PATIENTS AND METHODS:
One hundred four patients with benign esophageal disease who underwent esophageal reconstruction over a 21-year period (1975 to 1996) were reviewed retrospectively. Dysphagia was the major symptom driving surgery in 80% of the patients. Colon was used to reconstruct the esophagus in 85 patients; stomach, in 10 patients; and jejunum, in 9 patients. Forty-two patients who had lived with their reconstruction for 1 year or more answered a postoperative questionnaire concerning their long-term functional outcome.
RESULTS:
In the 104 patients, the primary underlying abnormality leading to esophageal replacement was end-stage gastroesophageal reflux (37 patients), an advanced motility disorder (37 patients), traumatic, iatrogenic or spontaneous perforation (15 patients), corrosive injury (8 patients), congenital abnormality (6 patients), or extensive leiomyoma (1 patient). Ninety-eight percent of patients reported that the operation had cured or improved the symptom driving surgery. Ninety-three percent were satisfied with the outcome of the operation. The overall hospital mortality rate was 2%, and the median hospital stay was 17 days. Graft necrosis occurred in 3% of patients, and anastomotic leak occurred in 6% of patients (or 2% of the total number of anastomoses).
CONCLUSIONS:
Esophageal replacement for benign disease can be accomplished with a low mortality rate and a marked improvement in alimentation. Reconstruction restores the pleasure of eating and is viewed by the patient to be highly successful.

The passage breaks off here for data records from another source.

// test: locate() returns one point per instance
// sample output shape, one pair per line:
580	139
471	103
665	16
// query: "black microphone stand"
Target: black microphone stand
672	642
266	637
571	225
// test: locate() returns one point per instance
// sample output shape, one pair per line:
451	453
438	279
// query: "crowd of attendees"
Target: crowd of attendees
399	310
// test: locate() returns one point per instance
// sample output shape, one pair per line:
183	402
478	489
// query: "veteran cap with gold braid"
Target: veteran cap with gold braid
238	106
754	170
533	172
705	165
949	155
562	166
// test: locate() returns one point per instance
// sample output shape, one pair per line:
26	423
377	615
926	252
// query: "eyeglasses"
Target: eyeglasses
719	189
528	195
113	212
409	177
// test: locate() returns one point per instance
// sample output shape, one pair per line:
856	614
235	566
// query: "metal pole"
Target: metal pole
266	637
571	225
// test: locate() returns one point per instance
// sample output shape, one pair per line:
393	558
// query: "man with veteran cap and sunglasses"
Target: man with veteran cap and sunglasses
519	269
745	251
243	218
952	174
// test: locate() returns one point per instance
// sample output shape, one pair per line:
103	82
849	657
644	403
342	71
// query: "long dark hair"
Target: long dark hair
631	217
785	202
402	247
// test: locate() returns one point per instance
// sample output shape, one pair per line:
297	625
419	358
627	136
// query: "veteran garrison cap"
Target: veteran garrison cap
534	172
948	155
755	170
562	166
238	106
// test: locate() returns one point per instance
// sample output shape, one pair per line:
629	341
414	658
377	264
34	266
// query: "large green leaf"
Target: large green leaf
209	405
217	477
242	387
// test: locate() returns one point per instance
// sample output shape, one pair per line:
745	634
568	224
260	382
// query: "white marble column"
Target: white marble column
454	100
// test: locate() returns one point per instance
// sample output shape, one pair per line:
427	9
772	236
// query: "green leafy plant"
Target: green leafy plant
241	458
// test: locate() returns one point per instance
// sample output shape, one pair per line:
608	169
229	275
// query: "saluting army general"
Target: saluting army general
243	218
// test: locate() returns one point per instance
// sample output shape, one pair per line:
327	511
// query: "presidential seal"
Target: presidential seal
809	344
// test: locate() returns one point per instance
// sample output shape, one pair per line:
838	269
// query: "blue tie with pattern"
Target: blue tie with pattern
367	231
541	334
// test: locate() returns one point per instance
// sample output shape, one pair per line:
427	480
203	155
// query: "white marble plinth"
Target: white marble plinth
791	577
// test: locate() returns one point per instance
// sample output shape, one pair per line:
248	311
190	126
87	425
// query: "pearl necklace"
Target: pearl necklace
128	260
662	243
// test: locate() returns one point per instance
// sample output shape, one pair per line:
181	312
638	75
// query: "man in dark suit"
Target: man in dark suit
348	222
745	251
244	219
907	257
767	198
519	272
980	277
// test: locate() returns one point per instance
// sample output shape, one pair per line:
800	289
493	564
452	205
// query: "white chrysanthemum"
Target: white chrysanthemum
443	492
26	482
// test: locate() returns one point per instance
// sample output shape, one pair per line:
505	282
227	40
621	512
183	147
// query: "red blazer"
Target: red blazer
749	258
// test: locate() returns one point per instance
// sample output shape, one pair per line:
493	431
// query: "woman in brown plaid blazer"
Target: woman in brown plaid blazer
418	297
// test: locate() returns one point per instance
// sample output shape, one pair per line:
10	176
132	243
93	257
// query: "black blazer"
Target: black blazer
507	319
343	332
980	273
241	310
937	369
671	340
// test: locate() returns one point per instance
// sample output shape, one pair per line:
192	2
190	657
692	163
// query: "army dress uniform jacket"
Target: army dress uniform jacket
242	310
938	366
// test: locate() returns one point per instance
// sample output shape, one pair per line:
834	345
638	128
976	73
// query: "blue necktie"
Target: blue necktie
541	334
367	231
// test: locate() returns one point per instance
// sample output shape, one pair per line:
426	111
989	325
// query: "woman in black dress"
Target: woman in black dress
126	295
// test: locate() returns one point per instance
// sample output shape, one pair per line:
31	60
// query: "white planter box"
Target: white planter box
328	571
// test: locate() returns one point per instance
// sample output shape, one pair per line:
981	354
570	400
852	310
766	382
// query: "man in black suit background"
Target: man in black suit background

AuthorsT J Watson, T R DeMeester, W K Kauer, J H Peters, J A Hagen
JournalThe Journal of thoracic and cardiovascular surgery (J Thorac Cardiovasc Surg) Vol. 115 Issue 6 Pg. 1241-7; discussion 1247-9 (Jun 1998) ISSN: 0022-5223 [Print] United States
PMID9628664 (Publication Type: Journal Article)
Topics
  • Adolescent
  • Adult
  • Aged
  • Anastomosis, Surgical
  • Child
  • Colon (transplantation)
  • Deglutition Disorders (mortality, physiopathology, surgery)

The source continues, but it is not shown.